Meet Sally - Chowbotics' Chef-Slaying Robotic Salad Bar
by Tyler Durden
Apr 4, 2017 7:45 PM
Silicon Valley’s newest celebrity chef goes by just one name, Sally, and as Bloomberg reports, this chef has just one specialty: salad. Still, Sally will make you the most perfectly proportioned salad you’ve ever eaten: through science.
Bloomberg goes on to note that Sally occupies about the same amount of space as a dorm room refrigerator, and uses 21 different ingredients - including romaine, kale, seared chicken breast, Parmesan, California walnuts, cherry tomatoes, and Kalamata olives - to craft more than a thousand types of salad in about 60 seconds, while the customer watches the process. The machine weighs in at 350 pounds, making it more appropriate for industrial settings than for home kitchens at the moment. “Sally will be going on a diet,” said its creator, Deepak Sekar, 35, founder of Chowbotics Inc., looking into his and Sally’s future.
The benefits of Sally are manifold, according to Sekar. “Sally is the next generation of salad restaurant,” he claims, comparing it to chains such as Chopt and Fresh & Co. For one thing, a robot can make salad faster than a human can. Also, you will know precisely how many calories your salad is delivering; there won’t be the problem of consuming one piled high with garnishes that turn out to be more fattening than a burger. And it’s more hygienic to have a machine prepare your salad than to have multiple people working on a line—or worse still, a serve-yourself salad bar.
Sally does require a human set of hands to prep the ingredients that go into its canisters, which are then installed in the robot. (Sekar called the process of chopping ingredients in the machine "too complicated right now," although it's something he promises for the future; he offered an analogy: "It's like paper getting stuck in a printer; it shuts down the process.")
This spring, Sally will debut in Silicon Valley, at Mama Mia’s, a fast-casual restaurant in Santa Clara, Calif., and at the corporate cafeteria at H-E-B Grocery Co. in Texas.
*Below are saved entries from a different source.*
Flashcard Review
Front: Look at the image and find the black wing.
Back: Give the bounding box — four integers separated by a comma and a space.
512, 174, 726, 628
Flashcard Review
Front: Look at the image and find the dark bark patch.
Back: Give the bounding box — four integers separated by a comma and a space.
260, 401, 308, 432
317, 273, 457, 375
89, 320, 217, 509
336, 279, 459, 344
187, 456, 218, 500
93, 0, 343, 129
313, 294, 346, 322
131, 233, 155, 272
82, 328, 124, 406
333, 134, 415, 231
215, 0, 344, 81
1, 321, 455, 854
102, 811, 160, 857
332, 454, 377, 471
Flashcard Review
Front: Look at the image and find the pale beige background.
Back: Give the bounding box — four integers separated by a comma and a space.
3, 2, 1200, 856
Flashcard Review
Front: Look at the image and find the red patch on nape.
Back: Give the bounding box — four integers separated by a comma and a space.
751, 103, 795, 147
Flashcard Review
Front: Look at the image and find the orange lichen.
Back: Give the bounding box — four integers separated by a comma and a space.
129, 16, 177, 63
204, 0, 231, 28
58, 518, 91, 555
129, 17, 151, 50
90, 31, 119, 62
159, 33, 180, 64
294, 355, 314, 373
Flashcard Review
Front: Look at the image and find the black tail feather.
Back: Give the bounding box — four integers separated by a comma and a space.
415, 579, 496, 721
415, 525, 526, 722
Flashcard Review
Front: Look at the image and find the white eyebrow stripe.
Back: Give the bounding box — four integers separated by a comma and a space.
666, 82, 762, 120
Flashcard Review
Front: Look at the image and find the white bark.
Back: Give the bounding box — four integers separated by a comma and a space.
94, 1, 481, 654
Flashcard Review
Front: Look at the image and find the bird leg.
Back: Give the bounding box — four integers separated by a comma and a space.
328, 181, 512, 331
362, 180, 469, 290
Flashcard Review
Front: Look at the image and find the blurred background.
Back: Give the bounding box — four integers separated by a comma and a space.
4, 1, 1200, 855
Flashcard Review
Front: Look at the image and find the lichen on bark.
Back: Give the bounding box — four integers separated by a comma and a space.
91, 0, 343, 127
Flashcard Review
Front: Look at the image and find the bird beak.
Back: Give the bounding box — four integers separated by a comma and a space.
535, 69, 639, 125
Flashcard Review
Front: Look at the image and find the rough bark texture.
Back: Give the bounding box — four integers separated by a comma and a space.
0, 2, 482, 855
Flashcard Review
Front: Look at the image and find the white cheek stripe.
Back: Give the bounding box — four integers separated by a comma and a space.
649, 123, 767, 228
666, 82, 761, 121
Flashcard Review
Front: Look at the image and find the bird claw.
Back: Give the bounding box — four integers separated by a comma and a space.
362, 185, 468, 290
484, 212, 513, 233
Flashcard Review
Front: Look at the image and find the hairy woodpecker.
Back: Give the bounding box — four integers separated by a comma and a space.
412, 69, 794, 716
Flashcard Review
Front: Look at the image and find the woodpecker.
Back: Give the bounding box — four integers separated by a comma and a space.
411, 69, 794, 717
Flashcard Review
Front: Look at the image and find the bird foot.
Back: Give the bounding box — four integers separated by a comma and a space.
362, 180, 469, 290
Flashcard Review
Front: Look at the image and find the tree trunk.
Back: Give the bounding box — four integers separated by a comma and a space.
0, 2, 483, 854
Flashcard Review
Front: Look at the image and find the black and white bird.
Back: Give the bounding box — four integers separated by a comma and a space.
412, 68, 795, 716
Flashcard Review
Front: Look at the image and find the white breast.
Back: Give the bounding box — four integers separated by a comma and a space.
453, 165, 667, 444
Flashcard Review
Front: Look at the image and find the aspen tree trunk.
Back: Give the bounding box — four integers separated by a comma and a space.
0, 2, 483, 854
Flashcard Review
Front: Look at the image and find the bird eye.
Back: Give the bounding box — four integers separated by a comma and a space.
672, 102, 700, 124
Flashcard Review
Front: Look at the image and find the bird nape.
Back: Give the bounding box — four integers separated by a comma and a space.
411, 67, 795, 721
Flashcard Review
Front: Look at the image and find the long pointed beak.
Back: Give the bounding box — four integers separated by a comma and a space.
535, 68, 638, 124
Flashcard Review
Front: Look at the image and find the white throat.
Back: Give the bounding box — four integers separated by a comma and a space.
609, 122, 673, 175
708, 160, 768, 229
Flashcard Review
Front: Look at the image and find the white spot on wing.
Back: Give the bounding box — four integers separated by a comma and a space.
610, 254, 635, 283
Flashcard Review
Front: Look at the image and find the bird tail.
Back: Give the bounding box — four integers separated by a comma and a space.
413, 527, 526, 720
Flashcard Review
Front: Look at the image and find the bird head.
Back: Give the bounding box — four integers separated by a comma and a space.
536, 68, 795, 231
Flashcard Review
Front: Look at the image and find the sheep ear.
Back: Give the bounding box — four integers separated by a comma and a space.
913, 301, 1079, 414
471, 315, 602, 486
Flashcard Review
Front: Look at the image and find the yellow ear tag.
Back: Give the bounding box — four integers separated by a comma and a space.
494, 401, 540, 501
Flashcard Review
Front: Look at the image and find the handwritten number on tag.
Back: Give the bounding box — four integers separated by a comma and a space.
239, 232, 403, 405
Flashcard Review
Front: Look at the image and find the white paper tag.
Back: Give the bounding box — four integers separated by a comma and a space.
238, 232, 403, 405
The public launch will come on April 13 at co-working space Galvanize in San Francisco, whrre the public will be able to order Sally's salads. Sally’s current list price is $30,000; there will be an option to lease one for about $500 per month. Chowbotics will start delivering pre-orders of Sally in the third quarter.
Sekar also brought in Google’s original chef, Charlie Ayers to be Chowbotics's executive chef.
“A few of the things that I love about robots is that they don’t come in late, they don’t talk back, and they’re always accurate,” said Ayers over the phone. “And the labor savings.”
At Google, Ayers said, he first entertained the idea of a food robot. Ayers doesn’t lose sleep over the inevitable loss of kitchen jobs in Silicon Valley
“I don’t feel like I’m betraying my brothers and sisters by replacing them,” he said, resolutely.“It’s happening in every industry now. You can either fight it, or be on the team that makes it happen.” He added: “People will find other things to do. Like fixing salad-making robots.”